January 23, 2012

Top 10 things to know before visiting Washington, D.C.

  1. Thinking about renting a car while you're in town?  Stop.  Do not pass go.  Do not collect $200. Do not call Hertz.  The roads are confusing, parking is a bitch, and the locals pull maneuvers that would have made Evel Kneivel cringe.  Save yourself the expense.  Most importantly, save your sanity.
  2. Now that you're no longer planning on renting a car, let's discuss the fabulous DC subway system called the Metro.  And by fabulous, I mean worthy of being displayed as an antique in the Smithsonian.  But you are still far better off navigating underground trains than you are above-ground personal vehicles.  
  3. When using escalators on the Metro, walk on the left side and stand on the right side.  But should you forget this little tidbit, it will only take a local approximately 0.5 seconds to remind you of it.  
  4. Not everyone who lives in DC works for the federal government
  5. Not everyone who lives in DC knows the President.
  6. Yes, people actually live in DC.
  7. The white building with the big fat dome is not the White House.
  8. Purchasing and wearing an FBI baseball cap will not fool anyone into thinking that you actually work for the FBI.
  9. Beer is expensive compared to wherever you are from, unless you are from NYC or Scandinavia.
  10. If you do happen to commit the Visitors' Sins implied in #3 - 8, the locals will refer to you as a "touron".  
The White House is not in this picture.


  1. - If we're lucky, our escalators are moving beltways of stairs.
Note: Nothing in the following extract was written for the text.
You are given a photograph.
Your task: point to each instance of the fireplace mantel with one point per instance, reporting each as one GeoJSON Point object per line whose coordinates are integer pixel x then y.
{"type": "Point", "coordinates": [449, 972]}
As such, they will continue to move when you stop off of them - PLEASE KEEP MOVING! We will run you over should the occasion present itself.

    - Please do not stop in the middle of the sidewalk to consult your map to figure out how to get to our non-domed White House. I'm not suggesting you play in traffic (exactly) but please move to the edge of the sidewalk, perhaps towards a building, so that the people in motion can stay in motion rather than slaloming around you.
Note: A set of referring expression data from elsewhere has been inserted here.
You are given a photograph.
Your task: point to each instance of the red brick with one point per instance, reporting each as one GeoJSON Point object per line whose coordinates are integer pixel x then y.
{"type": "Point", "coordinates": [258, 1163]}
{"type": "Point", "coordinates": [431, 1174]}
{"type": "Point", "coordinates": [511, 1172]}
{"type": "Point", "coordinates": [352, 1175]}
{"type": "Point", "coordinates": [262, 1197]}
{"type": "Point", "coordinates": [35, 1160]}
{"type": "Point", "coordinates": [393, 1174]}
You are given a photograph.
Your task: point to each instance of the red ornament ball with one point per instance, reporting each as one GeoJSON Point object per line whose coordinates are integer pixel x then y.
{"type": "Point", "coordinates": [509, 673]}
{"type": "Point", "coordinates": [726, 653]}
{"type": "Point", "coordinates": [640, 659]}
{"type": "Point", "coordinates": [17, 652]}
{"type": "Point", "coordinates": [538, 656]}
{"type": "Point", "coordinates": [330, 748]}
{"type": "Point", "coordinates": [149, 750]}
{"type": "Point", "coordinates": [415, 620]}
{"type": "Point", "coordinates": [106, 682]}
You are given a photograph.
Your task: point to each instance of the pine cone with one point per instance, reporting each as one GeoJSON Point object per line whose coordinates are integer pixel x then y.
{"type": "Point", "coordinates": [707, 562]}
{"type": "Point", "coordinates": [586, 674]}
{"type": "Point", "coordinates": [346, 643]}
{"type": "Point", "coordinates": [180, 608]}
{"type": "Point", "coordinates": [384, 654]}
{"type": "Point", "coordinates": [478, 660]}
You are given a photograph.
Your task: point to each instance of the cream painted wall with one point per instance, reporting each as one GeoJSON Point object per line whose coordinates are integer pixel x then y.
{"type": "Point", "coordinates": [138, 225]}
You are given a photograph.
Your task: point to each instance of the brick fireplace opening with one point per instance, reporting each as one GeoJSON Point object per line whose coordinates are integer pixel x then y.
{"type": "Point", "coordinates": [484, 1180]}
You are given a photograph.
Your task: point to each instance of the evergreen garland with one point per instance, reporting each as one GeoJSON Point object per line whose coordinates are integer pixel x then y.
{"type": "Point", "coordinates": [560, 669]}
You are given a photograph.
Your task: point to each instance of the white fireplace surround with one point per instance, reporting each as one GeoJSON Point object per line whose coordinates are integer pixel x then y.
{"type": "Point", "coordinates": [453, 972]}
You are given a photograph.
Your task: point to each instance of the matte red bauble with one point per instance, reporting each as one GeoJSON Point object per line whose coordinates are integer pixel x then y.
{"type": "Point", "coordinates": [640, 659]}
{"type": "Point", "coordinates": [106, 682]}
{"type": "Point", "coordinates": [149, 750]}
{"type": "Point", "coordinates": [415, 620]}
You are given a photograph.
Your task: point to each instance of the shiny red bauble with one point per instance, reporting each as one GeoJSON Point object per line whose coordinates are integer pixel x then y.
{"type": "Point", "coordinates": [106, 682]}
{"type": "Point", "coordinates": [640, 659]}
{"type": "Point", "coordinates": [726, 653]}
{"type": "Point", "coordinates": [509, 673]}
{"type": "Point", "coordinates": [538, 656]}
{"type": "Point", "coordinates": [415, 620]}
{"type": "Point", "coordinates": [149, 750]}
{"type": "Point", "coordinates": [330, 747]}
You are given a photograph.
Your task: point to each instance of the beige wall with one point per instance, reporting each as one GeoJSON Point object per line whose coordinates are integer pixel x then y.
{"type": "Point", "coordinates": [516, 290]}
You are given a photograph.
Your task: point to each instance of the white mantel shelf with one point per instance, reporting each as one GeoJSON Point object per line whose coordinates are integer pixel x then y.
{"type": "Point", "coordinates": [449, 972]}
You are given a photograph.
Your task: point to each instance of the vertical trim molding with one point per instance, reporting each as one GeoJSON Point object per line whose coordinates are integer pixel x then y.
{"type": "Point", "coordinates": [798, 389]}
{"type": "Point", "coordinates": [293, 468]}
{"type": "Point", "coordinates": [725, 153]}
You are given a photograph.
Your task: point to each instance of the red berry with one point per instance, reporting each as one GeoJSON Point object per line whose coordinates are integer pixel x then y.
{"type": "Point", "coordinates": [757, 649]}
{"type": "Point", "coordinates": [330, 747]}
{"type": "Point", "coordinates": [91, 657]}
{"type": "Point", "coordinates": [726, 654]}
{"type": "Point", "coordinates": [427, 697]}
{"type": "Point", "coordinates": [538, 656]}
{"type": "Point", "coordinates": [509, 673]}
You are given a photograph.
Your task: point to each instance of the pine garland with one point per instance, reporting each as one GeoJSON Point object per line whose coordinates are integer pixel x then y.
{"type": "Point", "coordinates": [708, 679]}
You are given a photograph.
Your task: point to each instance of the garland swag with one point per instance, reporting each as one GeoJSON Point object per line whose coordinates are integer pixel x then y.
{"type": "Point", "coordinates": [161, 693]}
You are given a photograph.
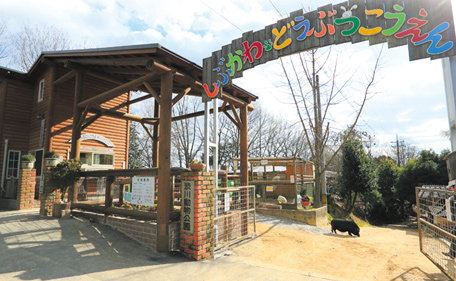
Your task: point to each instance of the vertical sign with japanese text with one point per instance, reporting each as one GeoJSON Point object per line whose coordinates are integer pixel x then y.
{"type": "Point", "coordinates": [188, 195]}
{"type": "Point", "coordinates": [143, 191]}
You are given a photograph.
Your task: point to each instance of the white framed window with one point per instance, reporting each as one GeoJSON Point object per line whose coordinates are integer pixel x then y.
{"type": "Point", "coordinates": [41, 90]}
{"type": "Point", "coordinates": [96, 160]}
{"type": "Point", "coordinates": [12, 170]}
    - Please, PLEASE do not "Red Rover" the sidewalk. Your family of four does not have to walk side by side (by side by side), thereby causing everyone to have to break through your ranks in order to continue their journey. It's annoying.

    [No, I haven't lived here for nearly two decades or anything...]

  2. True on all counts. Except I'd never heard of the "touron" term, but it makes sense and I'm going to adopt it.

  3. Dani - agreed! Although I'm beginning to realize that many recommendations can apply to large cities anywhere. Doesn't make them any less worthy of mentioning, though :) Aaron - isn't it brilliant? I wish I could take credit for it!